Sunday 7 April 2019

Hungry for more

Rachel Samstat is seven months pregnant with her second child when she learns that her husband Mark has been having an affair. This is not the first time he has cheated during their eight year relationship, but this is one that burns because Mark announces he is in love with the other woman. Rachel flees Washington for New York to decide whether or not to give up on their marriage. She attends therapy, meets friends and muses about how mashed potatoes are the ideal comfort food.

Ephron's novel Heartburn (1983) is autobiographical and would have been quite scandalous when released as it based on her second marriage to journalist Carl Bernstein, of Watergate fame. Indeed in her introduction to the book she shares how angry Bernstein was at her for writing it. As she writes, 'what did he think was going to happen?' - she is a writer after all.

The main character is a cookbook writer, so throughout Heartburn Rachel shares recipes for cheesecakes and vinaigrette, as well as casual asides about food ('the truth is that any dish with capers in it tastes better with capers not in it').
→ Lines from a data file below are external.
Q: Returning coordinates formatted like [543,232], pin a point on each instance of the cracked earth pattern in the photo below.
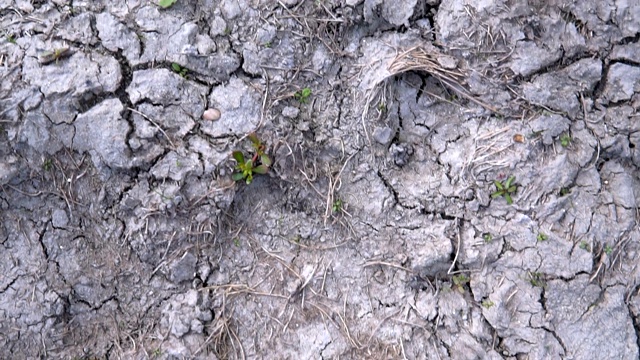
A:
[376,233]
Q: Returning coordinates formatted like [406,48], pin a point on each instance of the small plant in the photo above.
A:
[487,304]
[536,279]
[585,246]
[259,163]
[47,165]
[303,95]
[179,70]
[608,249]
[48,57]
[166,3]
[459,281]
[505,189]
[337,205]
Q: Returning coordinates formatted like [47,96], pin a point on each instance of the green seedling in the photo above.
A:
[47,165]
[487,304]
[259,163]
[48,57]
[536,279]
[179,70]
[460,281]
[303,95]
[337,205]
[505,189]
[166,3]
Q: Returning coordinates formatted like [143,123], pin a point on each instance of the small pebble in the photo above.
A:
[211,114]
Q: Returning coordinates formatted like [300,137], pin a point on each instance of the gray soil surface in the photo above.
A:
[379,231]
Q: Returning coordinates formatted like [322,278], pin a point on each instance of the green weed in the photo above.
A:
[303,95]
[337,205]
[179,70]
[258,163]
[459,281]
[487,304]
[585,246]
[166,3]
[505,189]
[47,165]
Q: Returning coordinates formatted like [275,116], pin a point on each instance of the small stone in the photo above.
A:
[211,114]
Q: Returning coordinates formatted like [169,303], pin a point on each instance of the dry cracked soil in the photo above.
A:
[451,179]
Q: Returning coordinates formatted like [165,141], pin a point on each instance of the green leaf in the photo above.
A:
[508,197]
[238,156]
[262,169]
[509,181]
[254,138]
[265,160]
[166,3]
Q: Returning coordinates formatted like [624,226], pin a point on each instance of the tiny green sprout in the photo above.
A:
[460,281]
[608,249]
[585,246]
[303,95]
[565,191]
[47,165]
[487,304]
[337,205]
[259,163]
[166,3]
[179,69]
[505,189]
[536,279]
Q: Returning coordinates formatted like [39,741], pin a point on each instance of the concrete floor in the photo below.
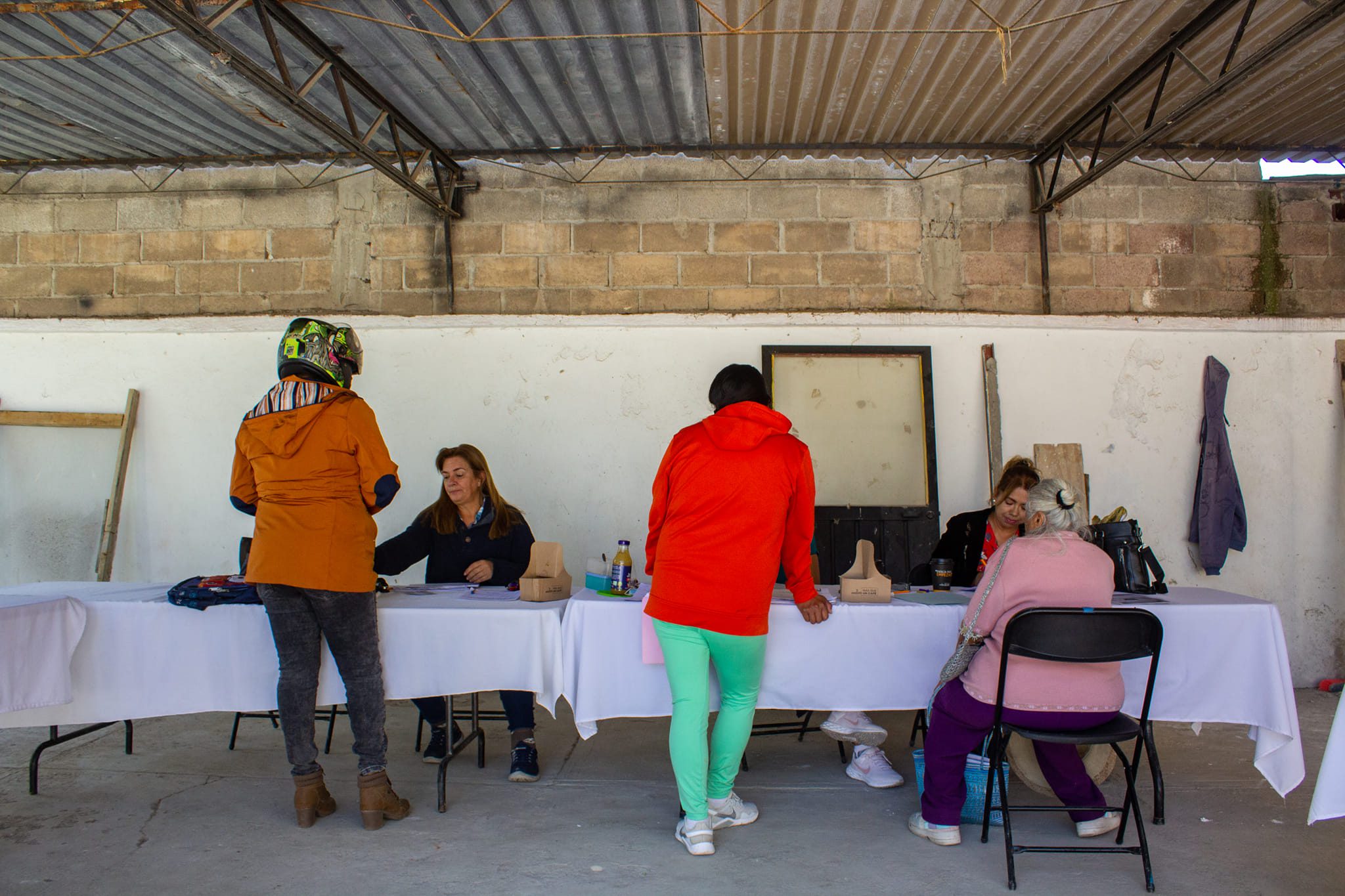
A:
[186,816]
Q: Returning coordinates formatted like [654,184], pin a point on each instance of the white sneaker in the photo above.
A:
[940,834]
[854,727]
[731,812]
[697,836]
[1098,826]
[871,766]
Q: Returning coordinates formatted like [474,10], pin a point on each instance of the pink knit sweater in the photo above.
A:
[1047,571]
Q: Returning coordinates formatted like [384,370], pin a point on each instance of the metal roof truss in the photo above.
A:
[310,53]
[1086,139]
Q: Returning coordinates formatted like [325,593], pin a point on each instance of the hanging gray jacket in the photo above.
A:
[1219,516]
She also has some great lines about relationships like 'I think I was so entranced with being a couple that I didn't even notice that the person I thought I was a couple with thought he was a couple with someone else.'

I really wanted to like this book as I am a fan of Ephron's screenwriting and have always thought of her as a smart and sassy woman. But I am afraid this book didn't work for me. It was kind of like hearing an overlong stand-up comedy set which isn't terribly funny. The recipes were unnecessary and distracting, and many of the scenes were over the top and unbelievable.  I guess what I was searching for was a bit more depth, given the seriousness of the subject, and this was a light as a soufflĂ©.
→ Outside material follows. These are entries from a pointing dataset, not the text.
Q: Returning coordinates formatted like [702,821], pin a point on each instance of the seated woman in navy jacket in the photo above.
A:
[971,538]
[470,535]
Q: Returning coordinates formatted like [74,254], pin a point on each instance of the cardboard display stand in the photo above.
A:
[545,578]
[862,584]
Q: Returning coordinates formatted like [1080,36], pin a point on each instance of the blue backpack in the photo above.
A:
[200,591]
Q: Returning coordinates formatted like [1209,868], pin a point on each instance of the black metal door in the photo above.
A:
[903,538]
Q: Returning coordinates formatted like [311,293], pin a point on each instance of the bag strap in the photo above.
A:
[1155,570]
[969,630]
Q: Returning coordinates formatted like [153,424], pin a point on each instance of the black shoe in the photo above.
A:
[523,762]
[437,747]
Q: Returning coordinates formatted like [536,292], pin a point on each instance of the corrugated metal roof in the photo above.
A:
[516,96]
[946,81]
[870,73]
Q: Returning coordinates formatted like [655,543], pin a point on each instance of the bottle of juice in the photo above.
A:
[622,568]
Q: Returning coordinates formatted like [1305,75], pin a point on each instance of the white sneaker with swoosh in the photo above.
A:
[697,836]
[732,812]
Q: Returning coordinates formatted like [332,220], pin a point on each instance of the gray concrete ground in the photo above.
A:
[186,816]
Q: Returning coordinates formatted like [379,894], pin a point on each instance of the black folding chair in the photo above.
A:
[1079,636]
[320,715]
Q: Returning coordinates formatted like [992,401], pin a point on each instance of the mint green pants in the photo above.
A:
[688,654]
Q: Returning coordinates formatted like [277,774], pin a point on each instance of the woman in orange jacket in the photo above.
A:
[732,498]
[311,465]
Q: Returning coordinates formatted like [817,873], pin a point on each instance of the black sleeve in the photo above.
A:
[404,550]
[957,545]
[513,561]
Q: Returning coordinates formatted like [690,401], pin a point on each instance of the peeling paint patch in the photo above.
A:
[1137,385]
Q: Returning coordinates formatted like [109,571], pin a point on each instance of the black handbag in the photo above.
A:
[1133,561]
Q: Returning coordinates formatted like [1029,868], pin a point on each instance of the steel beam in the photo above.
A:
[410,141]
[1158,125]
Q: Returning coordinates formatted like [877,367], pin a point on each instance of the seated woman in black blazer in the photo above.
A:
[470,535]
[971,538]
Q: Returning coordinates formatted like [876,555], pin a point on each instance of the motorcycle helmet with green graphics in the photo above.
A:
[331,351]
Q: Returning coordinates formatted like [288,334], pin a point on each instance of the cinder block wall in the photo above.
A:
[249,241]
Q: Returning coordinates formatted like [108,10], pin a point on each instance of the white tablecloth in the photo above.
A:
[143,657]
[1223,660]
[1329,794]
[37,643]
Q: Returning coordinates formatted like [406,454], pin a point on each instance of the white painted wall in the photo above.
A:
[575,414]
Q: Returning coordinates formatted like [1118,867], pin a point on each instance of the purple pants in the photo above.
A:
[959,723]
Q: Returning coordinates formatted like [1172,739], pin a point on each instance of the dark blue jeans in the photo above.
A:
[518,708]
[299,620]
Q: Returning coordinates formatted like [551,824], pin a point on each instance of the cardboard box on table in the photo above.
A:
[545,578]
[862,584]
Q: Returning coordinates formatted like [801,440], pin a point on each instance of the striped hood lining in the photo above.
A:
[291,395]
This is the second book in a row that I have read on marriage and relationships, having finished Meg Woitzer's The Wife earlier this week. Both were about marriage, unfaithfulness, division of domestic labour and settling. If anything, these two novels made me thankful for my own relationship and grateful that I live in a different time.

Heartburn was made into a film in 1986 starring Meryl Streep and Jack Nicholson, directed by Mike Nichols. Nora Ephron penned the screenplay.